Sunday, July 15, 2007

Pride is NOT a good thing.

You think God has it easy, watching out for people like me? Hell no. I'm pretty sure that on any given day there are tons of people with the sin of pride who go around thinking--"oh right, like anyone is watching."

I SUCK at being humble, and I know it. Although I do try when I go to my second job (yes, I have two jobs and write. *sigh*). I wear the "nice person" glasses, and I let my hair frizz up, and I swear...people go around other people to get to me--because I'm so NICE-looking. I look like someones aunt, I'm so nice. They want to ask me if I can help them, 'cause they know for sure that sweet as I am (like Mrs. Claus??!!) I will surely help them find that (insert one) patio set, bobble-headed Spiderman toy, or Shower to Shower body powder. Even though nobody uses bath powder anymore, and Spiderman is clearance.

But...I think I'm a good writer.

I try to be humble.

I try to accept crit and learn from it. I don't think I've...in the last few years? heard or learned things that I can't use to grow my writing.

But--edits are hard.

It's not that I don't understand the "why". It's the whole "hey? I thought that was good" bit of world-view adjustment I'm going through. I'm not whining (lol, to anyone but my CP, the Space Cowboy--who out of the goodness of his heart, lets me text him when I'm down, or call him when I'm ready to implode and can't stop shaking because I just read something that needs to go "in" the input side and process through to...the "yeah, I'm okay with that" side)but...I've been thinking a lot. Not hard to do when the only things working on me are my hands and some muscle memory.

Things happen for a reason. Like Twelve Step. You've got to get to that point--that low down, sprawled out on your belly, please-just-help-me point where the only direction left is up--before you can start on that second growth stage, like a caterpillar turning into a butterfly.

When I did my regency set adventure/suspense (yeah, Cowboy--I'm talking about the one where Sarah climbs through the window to find Dameral drunk), I wasn't very good. Sure, there were bits where I wasn't bad. But...overall. I was bad. Omni POV, bad transitions. Rotten continuity. Although the names were good. I've always been good at names. Over the next five years, I thought I'd gotten better.

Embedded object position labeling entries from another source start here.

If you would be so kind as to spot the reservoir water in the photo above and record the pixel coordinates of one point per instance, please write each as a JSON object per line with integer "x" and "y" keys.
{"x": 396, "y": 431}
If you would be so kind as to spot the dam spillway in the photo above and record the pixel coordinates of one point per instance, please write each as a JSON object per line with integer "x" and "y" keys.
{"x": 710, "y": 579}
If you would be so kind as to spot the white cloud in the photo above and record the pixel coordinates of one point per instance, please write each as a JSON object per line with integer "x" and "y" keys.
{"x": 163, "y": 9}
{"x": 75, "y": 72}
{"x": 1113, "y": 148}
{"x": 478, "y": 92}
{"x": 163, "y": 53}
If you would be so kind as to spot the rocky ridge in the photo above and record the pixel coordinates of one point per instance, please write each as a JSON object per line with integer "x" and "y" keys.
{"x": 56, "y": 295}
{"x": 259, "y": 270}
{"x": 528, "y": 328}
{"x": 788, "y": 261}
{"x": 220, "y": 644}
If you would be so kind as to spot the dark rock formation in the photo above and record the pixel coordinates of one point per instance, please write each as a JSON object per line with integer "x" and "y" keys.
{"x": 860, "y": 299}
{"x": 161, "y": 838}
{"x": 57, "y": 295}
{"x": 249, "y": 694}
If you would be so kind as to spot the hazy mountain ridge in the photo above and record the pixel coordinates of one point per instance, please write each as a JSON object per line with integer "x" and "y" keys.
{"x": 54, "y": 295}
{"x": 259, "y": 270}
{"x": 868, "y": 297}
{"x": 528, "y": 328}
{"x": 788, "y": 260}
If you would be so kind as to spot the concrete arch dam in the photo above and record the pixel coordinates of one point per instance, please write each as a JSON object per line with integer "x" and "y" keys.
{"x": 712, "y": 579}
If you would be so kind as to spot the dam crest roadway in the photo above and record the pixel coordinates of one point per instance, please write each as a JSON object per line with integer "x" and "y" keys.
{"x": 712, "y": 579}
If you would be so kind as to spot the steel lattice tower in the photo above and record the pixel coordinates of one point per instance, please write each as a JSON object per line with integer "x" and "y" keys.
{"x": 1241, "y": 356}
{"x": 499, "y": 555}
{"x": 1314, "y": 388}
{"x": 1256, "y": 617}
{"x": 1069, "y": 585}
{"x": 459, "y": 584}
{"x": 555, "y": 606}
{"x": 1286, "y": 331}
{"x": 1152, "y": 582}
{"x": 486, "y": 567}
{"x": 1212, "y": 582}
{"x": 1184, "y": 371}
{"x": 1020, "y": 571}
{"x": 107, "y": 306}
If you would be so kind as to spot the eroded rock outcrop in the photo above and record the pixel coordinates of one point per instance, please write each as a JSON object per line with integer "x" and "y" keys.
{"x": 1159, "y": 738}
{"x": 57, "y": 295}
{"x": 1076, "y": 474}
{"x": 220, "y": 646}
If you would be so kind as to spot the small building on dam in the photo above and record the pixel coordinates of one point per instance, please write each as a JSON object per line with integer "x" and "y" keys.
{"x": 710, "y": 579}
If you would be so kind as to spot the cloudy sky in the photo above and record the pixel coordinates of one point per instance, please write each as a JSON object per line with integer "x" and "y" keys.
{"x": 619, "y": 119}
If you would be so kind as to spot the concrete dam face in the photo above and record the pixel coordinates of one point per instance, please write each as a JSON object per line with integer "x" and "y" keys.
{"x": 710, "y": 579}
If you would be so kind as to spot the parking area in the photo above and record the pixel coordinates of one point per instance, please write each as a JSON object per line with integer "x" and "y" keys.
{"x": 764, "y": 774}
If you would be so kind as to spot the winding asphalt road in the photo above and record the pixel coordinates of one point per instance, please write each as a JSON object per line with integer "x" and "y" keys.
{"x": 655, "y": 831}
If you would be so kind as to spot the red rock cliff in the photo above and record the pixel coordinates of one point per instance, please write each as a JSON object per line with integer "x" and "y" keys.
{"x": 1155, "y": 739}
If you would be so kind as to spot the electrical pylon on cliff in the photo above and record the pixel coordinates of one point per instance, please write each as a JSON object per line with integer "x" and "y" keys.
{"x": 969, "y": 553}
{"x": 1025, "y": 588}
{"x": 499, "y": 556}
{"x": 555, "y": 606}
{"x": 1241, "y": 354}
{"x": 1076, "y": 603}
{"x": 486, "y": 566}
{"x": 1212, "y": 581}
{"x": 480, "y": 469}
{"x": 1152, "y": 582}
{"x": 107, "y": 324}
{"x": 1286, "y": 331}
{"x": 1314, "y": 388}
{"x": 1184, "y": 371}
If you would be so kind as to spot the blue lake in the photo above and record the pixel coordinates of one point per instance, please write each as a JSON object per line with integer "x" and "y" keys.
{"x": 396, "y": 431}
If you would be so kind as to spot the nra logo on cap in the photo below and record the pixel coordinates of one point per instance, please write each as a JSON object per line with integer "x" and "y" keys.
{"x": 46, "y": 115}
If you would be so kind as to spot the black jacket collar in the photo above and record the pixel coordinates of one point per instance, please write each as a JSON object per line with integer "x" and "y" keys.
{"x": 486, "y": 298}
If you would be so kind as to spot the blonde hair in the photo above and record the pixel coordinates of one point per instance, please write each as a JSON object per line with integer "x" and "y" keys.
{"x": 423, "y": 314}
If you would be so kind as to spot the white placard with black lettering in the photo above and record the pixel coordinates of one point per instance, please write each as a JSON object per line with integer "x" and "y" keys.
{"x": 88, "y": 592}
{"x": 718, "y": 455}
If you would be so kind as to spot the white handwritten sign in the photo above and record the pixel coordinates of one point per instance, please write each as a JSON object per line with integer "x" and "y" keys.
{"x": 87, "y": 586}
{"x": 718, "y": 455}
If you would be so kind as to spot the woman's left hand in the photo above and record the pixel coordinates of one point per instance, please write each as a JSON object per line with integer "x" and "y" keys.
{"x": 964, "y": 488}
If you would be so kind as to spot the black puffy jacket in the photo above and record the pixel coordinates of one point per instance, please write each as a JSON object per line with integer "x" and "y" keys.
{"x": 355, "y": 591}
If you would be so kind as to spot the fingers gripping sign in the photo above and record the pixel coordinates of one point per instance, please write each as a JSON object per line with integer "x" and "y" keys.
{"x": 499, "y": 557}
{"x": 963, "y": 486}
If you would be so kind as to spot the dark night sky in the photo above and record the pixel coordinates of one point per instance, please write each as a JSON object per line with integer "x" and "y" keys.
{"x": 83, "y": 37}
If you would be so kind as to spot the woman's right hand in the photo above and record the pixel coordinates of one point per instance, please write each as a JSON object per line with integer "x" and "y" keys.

I studied everything I could get my hands on, went wildly in the wrong direction--found Gina Welborn and got back on track. (thank you, Gina) And found my editor.

Who is a prize in herself.

I always tell people, "be careful what you wish for."

Like a gift where you cut your hands on the wrapping paper. I'm learning and bleeding.

I use "ing", (God...I never realized how much) and what I thought was a damned tight plot isn't as airtight as I'd hoped.

BUT, and it's a good BUT. I read through a whole bunch of edits tonight, and without the extraneous garbage, I was impressed. Hey! (hubris or not) I'm actually quite good. I felt something. Just like in a "real" book.

Now I'm thinking...do other people go through this? Does it always hurt? I keep coming across threads on RD where people talk about how editors aren't out to get you, and they're trying to make your book better. I know that. But, they don't talk about how--even if you want to be part of that team, if you want to work through your edits, if you want and want and want so badly that anything that can help is gladly accepted--it still hurts.

Even though I was on the point of letting go of HOT CONTRACT and pushing through with my current rough (if I hadn't sold HC to WRP)now I'm back with Keegan and Jen and all the rest of DalCon, and they're mine again.

Sometimes....like tonight, all I could do was sit and hope somebody buys my baby. Because right now--I need a cervical block.

1 comment:

Jennifer McKenzie said...

YES!!!!! I went through this. Every author I've talked to goes through this.
After critiquing and polishing a ms, when an editor STILL sends back several comments, inserts and deletions, it's difficult.
Whining during edits is NORMAL.
Mine was repetitive words--felt, move, pull, pushed--all passive. AND I had to work on my -ing words too.
By the time this book comes out, it will ROCK. So hang in there and think of it like an inventory in the twelve steps. It doesn't FEEL very good in the process, but when it's all done, it feels AWESOME.
After reading some of the exerpts on RD, this one is going on my "Oh Goody List To Buy".